Your Boomerang Won't Come Back

Tribe: We’ve got a lot of trouble, chief, on account of your son Mac.
Chief: My boy Mac? Why, what’s wrong with him?
Mac: My boomerang won’t come back!

Charlie Drake, 1961 (i)

Of course I find a lot of advertising obnoxious. Repeat a phrase or an image until it gets stuck under your skin like chigger spit, and you’ve got an advertising campaign. “Cheap car insurance? Meerkats. Two very different things.” “Zoom, zoom, zoom!” “There are some things money can’t buy. For everything else, there’s Mastercard.” And a couple still rattling my skull two decades after my North American girlhood: “It’s Patrick, he took out life insurance!” “I’m Jim THE HAMMER Shapiro.” It works, and it offends the intellect.

But what’s less common is an advertising campaign that offends the sensibilities, so I’d like to commend Barclays for taking that step beyond the irritating into the sophisticatedly pernicious. I don’t know if you caught the poster campaign in late winter—the one that appeared just before the happy, secure pregnant ladies that emerged this spring—but it was a real winner. The advertisement for the Family Springboard Mortgage featured a father and adult daughter face to face, in profile. The father had a real beak on him, I remember, and the daughter had a little turned nose. In the animated version, the pair swapped places as the caption changed from “I want help buying my first home” to “But I need to protect my savings.” What the Family Springboard Mortgage offers is an opportunity for the adult children of parents with property and good credit to be given a boost for buying a first home. The website explains: “the average age of a first time unassisted buyer is now 35, with family members playing a large role in helping those younger than this get on the property ladder.”

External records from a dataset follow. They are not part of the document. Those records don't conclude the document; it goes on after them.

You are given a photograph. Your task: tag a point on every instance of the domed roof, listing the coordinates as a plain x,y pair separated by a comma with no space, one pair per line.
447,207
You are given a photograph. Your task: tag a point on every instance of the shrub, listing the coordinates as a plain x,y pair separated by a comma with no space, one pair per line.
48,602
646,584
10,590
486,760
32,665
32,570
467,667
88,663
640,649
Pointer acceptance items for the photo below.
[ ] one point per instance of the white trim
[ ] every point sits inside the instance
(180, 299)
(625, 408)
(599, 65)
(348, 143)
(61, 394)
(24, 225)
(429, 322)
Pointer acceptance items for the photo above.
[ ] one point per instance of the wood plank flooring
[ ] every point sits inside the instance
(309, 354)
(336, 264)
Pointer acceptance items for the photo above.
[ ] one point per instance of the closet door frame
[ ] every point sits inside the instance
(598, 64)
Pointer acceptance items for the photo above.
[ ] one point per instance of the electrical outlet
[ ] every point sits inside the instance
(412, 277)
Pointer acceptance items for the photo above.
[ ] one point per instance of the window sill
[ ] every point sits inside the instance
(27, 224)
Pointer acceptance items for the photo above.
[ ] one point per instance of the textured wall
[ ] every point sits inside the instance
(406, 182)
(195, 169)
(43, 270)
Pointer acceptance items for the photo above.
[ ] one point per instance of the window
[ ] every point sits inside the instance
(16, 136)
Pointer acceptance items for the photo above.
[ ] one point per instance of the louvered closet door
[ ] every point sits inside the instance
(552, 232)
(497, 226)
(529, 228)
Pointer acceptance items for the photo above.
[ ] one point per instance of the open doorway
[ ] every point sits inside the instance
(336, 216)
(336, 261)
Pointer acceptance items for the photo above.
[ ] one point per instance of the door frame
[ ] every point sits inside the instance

It looks as though Barclays is cashing in on the so-called boomerang generation, along with the general disruption in home buying patterns. As The Independent summarises, “Every year more and more graduates return home to roost, driven back to Mum and Dad by draconian landlords and a hostile job market.” The Economist describes said graduates a little less sympathetically: “Britain has become less like Scandinavia, where young people tend to leave home at 18 or 19 and never return, and more like a Mediterranean country, where kids can stick around for decades. There is one difference, however. In countries like Italy, parents tend to want to keep their children at home”. Commentators alternately stick the blame on the economy or the unenterprising children who imitate the wrong Europeans. No matter who’s responsible, though, there’s a great deal of apprehension about what can and should be done to restore an economic order, wherein young middle class university graduates proceed into their own house. While Mac’s boomerang failure in the Charlie Drake song causes him to be banished from the clan until he can master the throw-and-return, the boomerang returns of an imagined boomerang generation invite new fiscal programmes for successful throwing, sans returning. The boomerang ought not to come back; perhaps the Family Springboard Mortgage can keep it thrown.

There are a lot of potential avenues of criticism of this particular advertising programme, in terms of both its sentiments and what it promotes. The drive toward home-ownership is ecologically dreadful, as it prompts us to heat a larger space where a smaller space would do; a special loan programme to enable families to install a layer of soundproofing between the main floor and the basement might be more in keeping with the times. I also have a bone to pick with any banker who’d recommend getting ageing parents to sign against a loan in a volatile economy, unless said parents have a proper horde of money.

And that’s just it. Sometimes the glass ceiling is pretty opaque. The father and daughter, face to face, might as well have a plate of cold fried chicken between them as they work out how to shore up privilege. Being reminded of and sold this mode of living inheritance—where your parents’ property defines your access to the same into your thirties and forties—shouldn’t sit well, no matter what your social background is. Barclays has provided this robin-egg-blue reminder that the Family Springboard Mortgage hasn’t got a counterpart in the Lack of Family Springboard Mortgage and that if your parents don’t have much of a house, you can probably look forward to moving back into it. Unless you can’t.

(i) You can hear the ear-grippingly awful, racist selection of novelty pop concerned here.

Stephanie Yorke is the author of the poetry collection Both Boys Climb Trees they Can’t Climb Down. She is reading for a D.Phil. in English Literature at Wolfson College, Oxford.